Here lies the great quality of A Chinese Life. Li Kunwu is a Chinese artist whose father took part in every phase of the Chinese Communist Party since the Second World War. Based on Li Kunwu’s memories, Philippe Ôtié, a French writer, drafted a storyboard that was drawn by Li Kunwu himself. This close collaboration was successful and the resulting graphic novel is very pleasant to read: The story is clear and easy to follow, even for someone not specialized in Chinese history (whereas the historical events told are very complicated…). Li Kinwu’s art, with a strong influence from his Eastern formation, is original and nice.

A Chinese Life may not be a great masterpiece but it gives a fascinating insight into how it can feel like to have led a Chinese life for the past few decades.

Blogger HardlyWritten (one of the few to credit the translation) says:

Though not perfect as a historical reference – and never intended to stand alone as historical reference – this tale provides an entertaining portrayal of the experiences of a common man living through the Chinese struggle to become recognized as a world power in the 20th and 21st century. Living among the poor villagers of China’s Southwest, Li Kunwu grew up during Mao’s revolution of the 1950′s, suffered through the disasters of famine that resulted from the poorly managed Great Leap Forward, served in the People’s Liberation Army during the expansion of the country’s borders, and befriended the social elite during the economic expansion of the 80s-present day.

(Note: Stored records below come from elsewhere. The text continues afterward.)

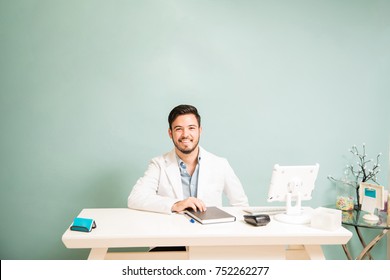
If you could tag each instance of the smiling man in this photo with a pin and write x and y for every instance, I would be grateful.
(188, 176)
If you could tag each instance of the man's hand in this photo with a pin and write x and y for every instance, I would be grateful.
(191, 202)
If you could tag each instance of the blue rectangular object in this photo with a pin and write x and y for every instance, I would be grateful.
(370, 193)
(83, 224)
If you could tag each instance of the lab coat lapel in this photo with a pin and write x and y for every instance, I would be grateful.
(173, 174)
(204, 173)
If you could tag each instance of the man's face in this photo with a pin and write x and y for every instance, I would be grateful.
(185, 133)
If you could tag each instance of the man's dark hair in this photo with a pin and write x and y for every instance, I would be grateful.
(182, 110)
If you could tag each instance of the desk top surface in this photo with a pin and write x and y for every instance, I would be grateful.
(123, 227)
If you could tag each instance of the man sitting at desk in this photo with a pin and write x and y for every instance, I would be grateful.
(188, 176)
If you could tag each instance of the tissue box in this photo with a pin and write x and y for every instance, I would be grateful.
(326, 218)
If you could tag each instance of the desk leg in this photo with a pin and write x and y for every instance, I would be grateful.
(346, 251)
(315, 252)
(362, 242)
(371, 245)
(97, 254)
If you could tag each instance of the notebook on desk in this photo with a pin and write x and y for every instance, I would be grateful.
(212, 215)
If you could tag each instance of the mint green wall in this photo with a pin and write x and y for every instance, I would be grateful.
(86, 86)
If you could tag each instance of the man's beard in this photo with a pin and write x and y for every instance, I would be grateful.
(186, 151)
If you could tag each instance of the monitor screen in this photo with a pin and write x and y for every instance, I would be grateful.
(292, 180)
(293, 183)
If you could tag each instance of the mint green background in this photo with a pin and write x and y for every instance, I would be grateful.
(86, 87)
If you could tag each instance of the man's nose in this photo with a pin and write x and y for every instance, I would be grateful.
(185, 132)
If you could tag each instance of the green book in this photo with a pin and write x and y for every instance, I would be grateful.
(212, 215)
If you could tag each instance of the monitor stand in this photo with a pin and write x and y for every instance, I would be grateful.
(295, 214)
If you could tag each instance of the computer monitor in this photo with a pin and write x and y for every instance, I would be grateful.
(293, 184)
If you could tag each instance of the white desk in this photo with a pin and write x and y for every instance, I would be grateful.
(125, 228)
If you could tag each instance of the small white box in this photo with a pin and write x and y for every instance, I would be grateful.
(326, 218)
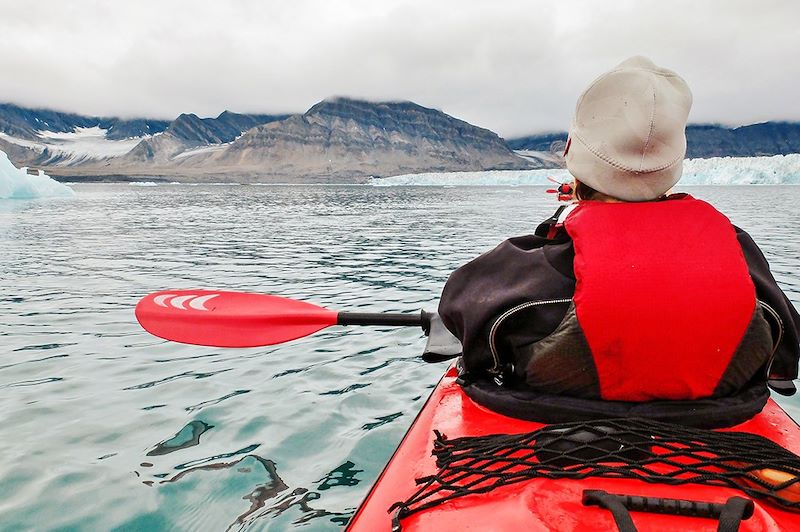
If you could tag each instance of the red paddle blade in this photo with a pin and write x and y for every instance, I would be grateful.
(229, 319)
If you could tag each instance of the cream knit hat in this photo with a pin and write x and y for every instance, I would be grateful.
(628, 137)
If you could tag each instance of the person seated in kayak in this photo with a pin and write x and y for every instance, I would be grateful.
(630, 294)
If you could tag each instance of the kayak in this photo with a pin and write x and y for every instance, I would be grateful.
(541, 503)
(462, 466)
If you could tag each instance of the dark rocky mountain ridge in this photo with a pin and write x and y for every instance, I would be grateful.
(338, 139)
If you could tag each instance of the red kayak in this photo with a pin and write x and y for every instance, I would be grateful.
(546, 503)
(462, 466)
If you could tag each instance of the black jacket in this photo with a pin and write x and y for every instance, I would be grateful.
(535, 267)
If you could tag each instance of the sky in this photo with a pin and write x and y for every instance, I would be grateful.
(515, 67)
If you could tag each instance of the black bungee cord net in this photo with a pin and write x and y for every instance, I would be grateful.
(639, 449)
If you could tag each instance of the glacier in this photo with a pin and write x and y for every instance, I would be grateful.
(773, 170)
(16, 183)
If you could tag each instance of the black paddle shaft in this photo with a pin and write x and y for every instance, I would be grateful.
(422, 319)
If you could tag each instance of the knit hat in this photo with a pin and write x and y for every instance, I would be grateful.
(628, 137)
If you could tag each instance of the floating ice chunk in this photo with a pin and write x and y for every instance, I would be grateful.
(15, 183)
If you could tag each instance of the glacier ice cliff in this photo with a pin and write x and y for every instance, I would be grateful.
(774, 170)
(16, 183)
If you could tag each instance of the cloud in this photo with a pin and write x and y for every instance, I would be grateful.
(512, 66)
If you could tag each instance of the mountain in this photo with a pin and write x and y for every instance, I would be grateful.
(353, 139)
(27, 123)
(70, 143)
(339, 139)
(704, 140)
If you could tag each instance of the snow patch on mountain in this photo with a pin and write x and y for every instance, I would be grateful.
(79, 145)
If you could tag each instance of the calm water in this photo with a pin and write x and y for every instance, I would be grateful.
(105, 427)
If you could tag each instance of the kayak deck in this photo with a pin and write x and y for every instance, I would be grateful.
(541, 503)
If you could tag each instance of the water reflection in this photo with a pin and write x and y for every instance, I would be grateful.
(188, 436)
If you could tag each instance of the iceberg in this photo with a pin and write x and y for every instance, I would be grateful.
(16, 183)
(773, 170)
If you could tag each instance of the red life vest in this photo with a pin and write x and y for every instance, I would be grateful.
(663, 296)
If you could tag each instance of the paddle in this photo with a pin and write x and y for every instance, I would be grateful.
(240, 319)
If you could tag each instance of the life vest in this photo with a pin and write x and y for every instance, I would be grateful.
(664, 300)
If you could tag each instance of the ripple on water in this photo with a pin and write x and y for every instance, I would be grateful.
(104, 427)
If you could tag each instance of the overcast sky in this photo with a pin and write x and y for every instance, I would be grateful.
(515, 67)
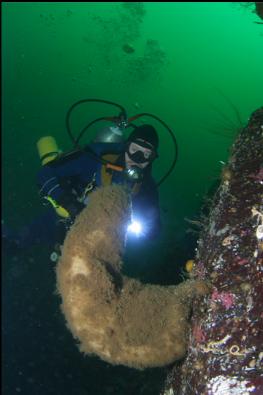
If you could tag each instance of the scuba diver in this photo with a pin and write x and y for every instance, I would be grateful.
(66, 179)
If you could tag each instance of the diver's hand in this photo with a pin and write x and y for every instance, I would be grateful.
(71, 204)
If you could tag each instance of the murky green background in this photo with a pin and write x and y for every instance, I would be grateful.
(197, 66)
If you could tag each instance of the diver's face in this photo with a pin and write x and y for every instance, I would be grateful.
(139, 155)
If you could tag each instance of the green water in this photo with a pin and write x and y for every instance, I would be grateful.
(194, 65)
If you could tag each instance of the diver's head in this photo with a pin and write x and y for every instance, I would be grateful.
(141, 147)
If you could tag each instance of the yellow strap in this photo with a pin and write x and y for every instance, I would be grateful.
(62, 212)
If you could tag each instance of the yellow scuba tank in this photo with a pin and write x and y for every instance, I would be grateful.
(48, 151)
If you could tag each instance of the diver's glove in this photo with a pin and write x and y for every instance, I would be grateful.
(71, 205)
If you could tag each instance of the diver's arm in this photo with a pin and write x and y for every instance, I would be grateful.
(62, 199)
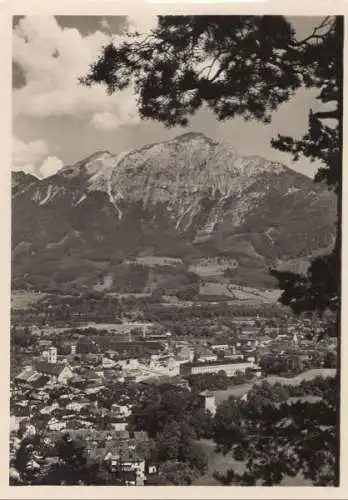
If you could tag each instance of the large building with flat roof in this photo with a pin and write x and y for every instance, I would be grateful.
(230, 367)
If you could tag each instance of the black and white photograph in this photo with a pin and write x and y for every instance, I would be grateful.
(176, 250)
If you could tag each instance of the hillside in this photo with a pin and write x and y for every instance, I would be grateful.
(186, 212)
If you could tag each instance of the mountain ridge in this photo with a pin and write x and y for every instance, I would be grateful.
(189, 198)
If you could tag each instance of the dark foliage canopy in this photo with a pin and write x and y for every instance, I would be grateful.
(242, 66)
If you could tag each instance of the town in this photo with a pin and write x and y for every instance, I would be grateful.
(85, 381)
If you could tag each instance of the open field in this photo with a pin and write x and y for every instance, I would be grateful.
(24, 299)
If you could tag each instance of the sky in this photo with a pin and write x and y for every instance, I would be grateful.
(57, 122)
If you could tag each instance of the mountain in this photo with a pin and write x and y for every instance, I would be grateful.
(188, 212)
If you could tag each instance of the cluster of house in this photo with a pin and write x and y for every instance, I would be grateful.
(54, 394)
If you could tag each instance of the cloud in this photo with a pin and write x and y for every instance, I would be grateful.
(104, 24)
(104, 121)
(109, 121)
(50, 166)
(25, 156)
(52, 59)
(33, 157)
(142, 20)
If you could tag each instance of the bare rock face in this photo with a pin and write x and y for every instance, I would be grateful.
(188, 207)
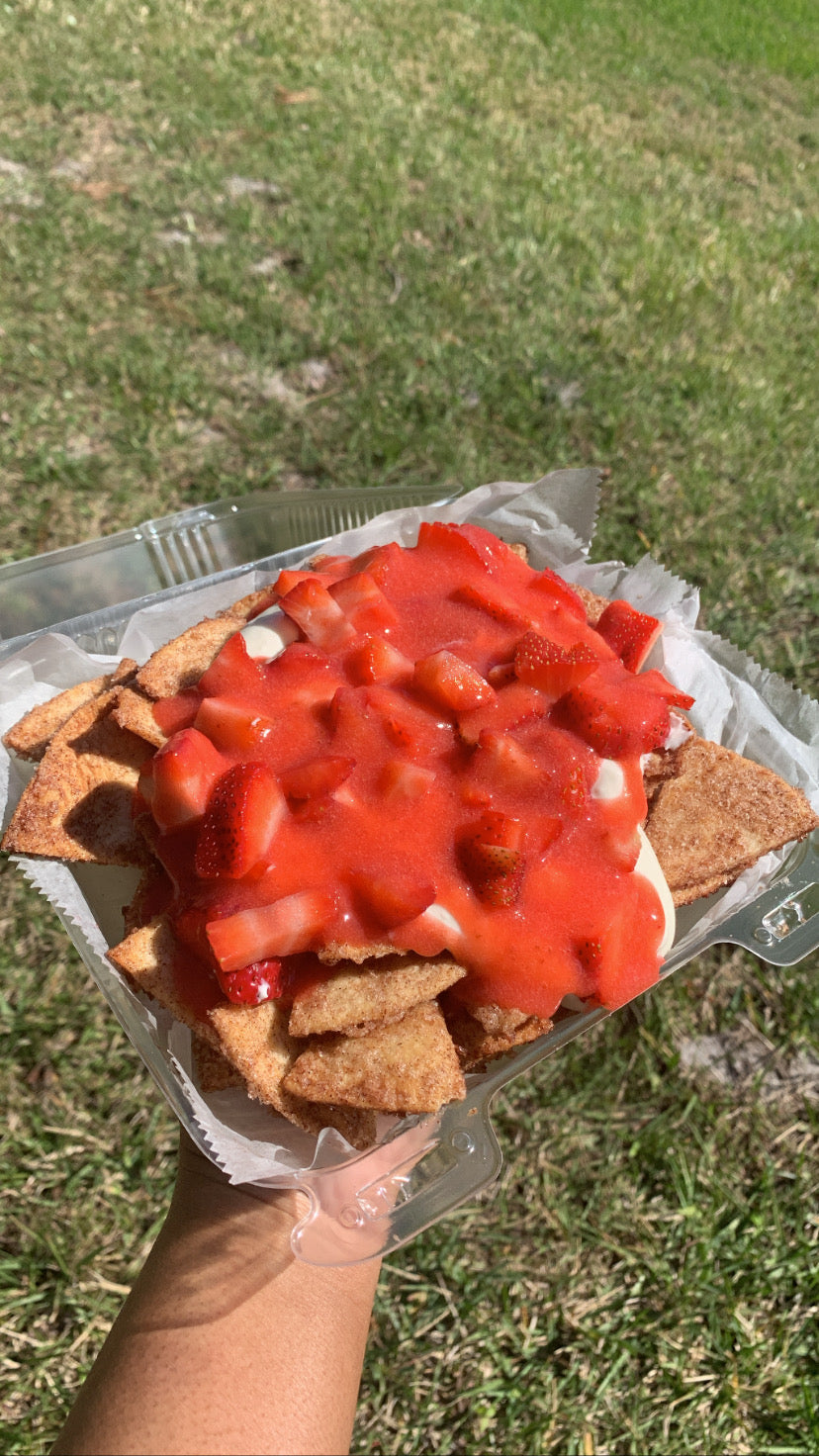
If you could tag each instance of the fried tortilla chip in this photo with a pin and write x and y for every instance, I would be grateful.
(372, 995)
(481, 1033)
(409, 1066)
(151, 961)
(257, 1043)
(135, 712)
(31, 736)
(212, 1070)
(77, 805)
(719, 816)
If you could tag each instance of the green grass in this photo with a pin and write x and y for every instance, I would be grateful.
(516, 234)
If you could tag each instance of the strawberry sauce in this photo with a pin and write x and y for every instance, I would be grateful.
(431, 744)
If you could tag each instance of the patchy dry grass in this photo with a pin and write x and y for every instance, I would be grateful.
(246, 246)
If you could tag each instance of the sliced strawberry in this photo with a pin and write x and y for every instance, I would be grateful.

At times Li’s storytelling is humorous… At times Li’s storytelling depicts an unsettling sadness… No matter what you think of China’s history and its current status as a world power, this book is successful in depicting the Chinese people for what they are, a people living together through tumultuous and trying times, people afflicted with aspirations and naivete, afflicted with hope and the endurance to continue on and work for something greater for their children. Although this 60 year story largely ignores China’s fragile relationship with Taiwan and Tibet and only briefly mentions Tienanmen square, Li acknowledges these weaknesses by openly accepting that this is a story of his life, a single man, and no single man lives through all the history of his entire country (he didn’t know anyone affected by Tienanmen and therefore had little to say). Li is upfront about his artistic background as a party propaganda man, and in my reading I was cautious about a slanted tone, but this book is not propaganda, it is utterly honest and human, willing to demonstrate weaknesses and failures alongside triumphs and accomplishments.